Mas esse não é o único diferencial de Olímpio, que mora em Manaus há 29 anos. “Quando comecei minha carreira de taxista, notei que as pessoas queriam um diferencial de atendimento. Eu não atendo função, eu atendo pessoas. Para mim tanto faz ser um diretor de uma multinacional ou faxineiro. O importante é fazer com que o cliente se apaixone pela cidade”.

Há 18 anos como taxista e há pelo menos 12 atuando como agente de turismo informal, Carneiro coleciona histórias e amizades. Em sua página no Facebook, muitos turistas e clientes deixam mensagens de carinho ao nordestino.

“A minha preocupação é só em como vou fidelizar o cliente. Muitos quando chegam aqui pensam que vão encontrar animais e índios. Mas quando apresento a cidade, eles ficam admirados”.

O ‘city tour’ é o mais alternativo possível. Carneiro procura fugir do ‘convencional’ e mostra os dois lados da cidade. “Em toda obra que passo, informo o valor e a história do local. Procuro levar os clientes nas palafitas, mostrando como Manaus era antes. Mas também mostro o Prosamim, pra verem a transformação da cidade”.

Além disso, ele oferece um inusitado cartão de visita. “Meu cartão é um chaveiro de escama de pirarucu. Faço pimentas com embalagens personalizadas, presenteio os clientes com cuias e bombons da Amazônia, terços feitos com sementes de açaí, entre outros brindes”.

Para ele, o prazer está em agradar o cliente. “Quando querem um peixe, eu vou ao mercado e compro. O meu atendimento é para turista amar e conhecer Manaus como eu conheço”.

Tema de dissertação na UFAM

A inovação de Olímpio Carneiro é a tese de mestrado do professor de turismo da Universidade Estadual do Amazonas (UEA), Roosevelt Moldes. “Faço mestrado pela Universidade Federal do Amazonas (UFAM) e minha dissertação abarca o trabalho do Olímpio. Com o tema envolvendo meio ambiente e sustentabilidade, estou trabalhando na linha de pesquisa de turismo informal”.
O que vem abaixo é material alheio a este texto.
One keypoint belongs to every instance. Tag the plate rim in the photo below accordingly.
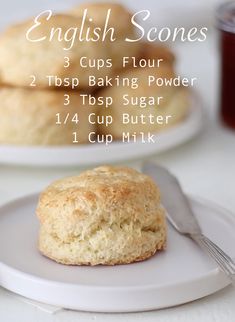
(199, 200)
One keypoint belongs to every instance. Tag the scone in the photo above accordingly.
(120, 20)
(29, 117)
(21, 59)
(108, 215)
(146, 108)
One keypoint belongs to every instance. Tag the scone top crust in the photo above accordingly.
(120, 18)
(20, 57)
(100, 197)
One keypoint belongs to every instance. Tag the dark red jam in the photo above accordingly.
(226, 25)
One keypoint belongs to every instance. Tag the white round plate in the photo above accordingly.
(178, 275)
(91, 154)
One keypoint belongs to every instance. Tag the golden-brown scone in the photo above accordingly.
(21, 58)
(28, 117)
(166, 112)
(120, 20)
(108, 215)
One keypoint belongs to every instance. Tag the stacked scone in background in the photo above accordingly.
(34, 113)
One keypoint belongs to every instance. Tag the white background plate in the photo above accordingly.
(99, 153)
(180, 274)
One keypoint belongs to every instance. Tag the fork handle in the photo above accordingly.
(225, 262)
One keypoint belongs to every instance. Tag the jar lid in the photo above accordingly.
(226, 17)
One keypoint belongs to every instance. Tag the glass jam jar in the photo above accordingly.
(226, 26)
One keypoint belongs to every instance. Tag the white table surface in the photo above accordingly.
(205, 167)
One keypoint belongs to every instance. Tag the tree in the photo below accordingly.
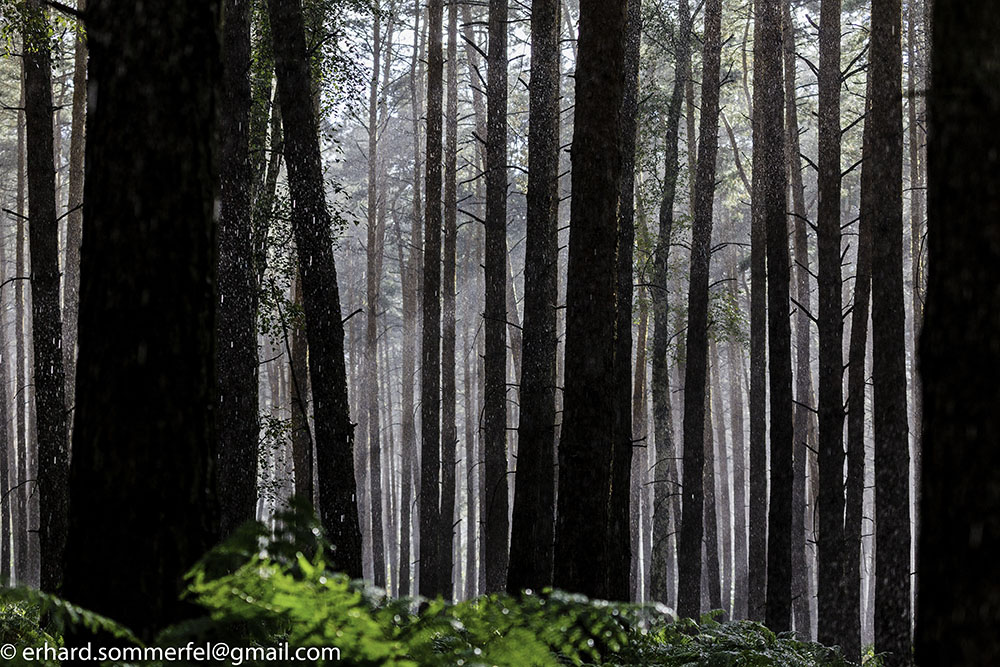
(495, 408)
(588, 433)
(689, 595)
(43, 233)
(830, 610)
(311, 223)
(533, 521)
(664, 490)
(430, 370)
(236, 332)
(144, 409)
(958, 614)
(449, 428)
(770, 190)
(804, 425)
(892, 453)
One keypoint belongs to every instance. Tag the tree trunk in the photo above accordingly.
(589, 426)
(958, 612)
(689, 596)
(832, 621)
(892, 455)
(665, 483)
(321, 299)
(236, 328)
(373, 275)
(495, 408)
(449, 428)
(149, 198)
(771, 205)
(803, 426)
(533, 521)
(43, 237)
(74, 217)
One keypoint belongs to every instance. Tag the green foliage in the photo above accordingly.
(263, 589)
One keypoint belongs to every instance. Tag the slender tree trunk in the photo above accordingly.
(695, 377)
(74, 217)
(856, 387)
(958, 612)
(740, 574)
(43, 236)
(321, 299)
(832, 622)
(533, 522)
(771, 195)
(21, 517)
(589, 426)
(495, 408)
(892, 455)
(618, 527)
(149, 198)
(373, 274)
(665, 483)
(803, 426)
(236, 328)
(449, 428)
(430, 374)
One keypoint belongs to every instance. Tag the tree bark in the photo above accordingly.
(334, 434)
(43, 237)
(449, 428)
(771, 195)
(495, 407)
(892, 455)
(148, 197)
(588, 433)
(689, 596)
(236, 329)
(533, 523)
(959, 535)
(665, 485)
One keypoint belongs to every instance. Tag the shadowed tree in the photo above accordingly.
(588, 432)
(311, 224)
(533, 521)
(689, 565)
(143, 443)
(960, 502)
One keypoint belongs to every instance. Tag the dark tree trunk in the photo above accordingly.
(408, 270)
(740, 574)
(689, 596)
(373, 275)
(334, 433)
(534, 491)
(831, 617)
(770, 205)
(665, 485)
(495, 407)
(449, 429)
(892, 454)
(236, 330)
(149, 197)
(43, 237)
(588, 432)
(618, 541)
(74, 217)
(959, 536)
(803, 425)
(856, 387)
(430, 373)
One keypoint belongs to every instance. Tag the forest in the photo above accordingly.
(547, 332)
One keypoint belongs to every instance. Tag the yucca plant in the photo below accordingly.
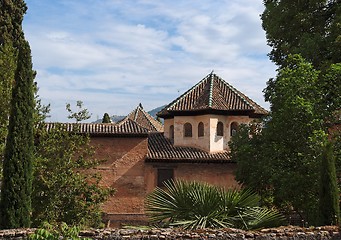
(194, 205)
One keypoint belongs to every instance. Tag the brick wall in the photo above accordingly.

Roosevelt vivenciou o dia a dia do taxista, participando de todos os roteiros turísticos durante a pesquisa de campo. “Eu o acompanhei durante os últimos dois anos. Fui motorista algumas vezes. Como turismólogo, eu diria que ele é um ícone de Manaus. Não conheço outra pessoa que desenvolva serviço turístico como ele”, comentou.

Na dissertação, ele pontua a inovação e marketing do taxista. “O vejo como um empreendedor que inova dentro do ramo de turismo. Olímpio Carneiro se tornou uma marca, pois todo cliente que ele atende, vira amigo. É como se fosse uma agência de turismo em uma pessoa só”.

Ele explicou que em uma agência formalizada, os agentes levam os clientes apenas em atrativos turísticos”. O Olímpio faz diferente. Ele consegue captar o interesse da pessoa e apresenta tudo sobre Manaus, desde os lugares mais inóspitos, até os mais bonitos”.

Tratamento VIP

Antes de buscar o cliente no aeroporto, Olímpio Carneiro procura saber a cidade de origem do turista e ornamenta o automóvel com bandeiras do Estado ou país. Além disso, ele organiza passeios turísticos, como mergulho com os botos, visita ao Museu do Seringal, encontro das águas e focagem de jacaré.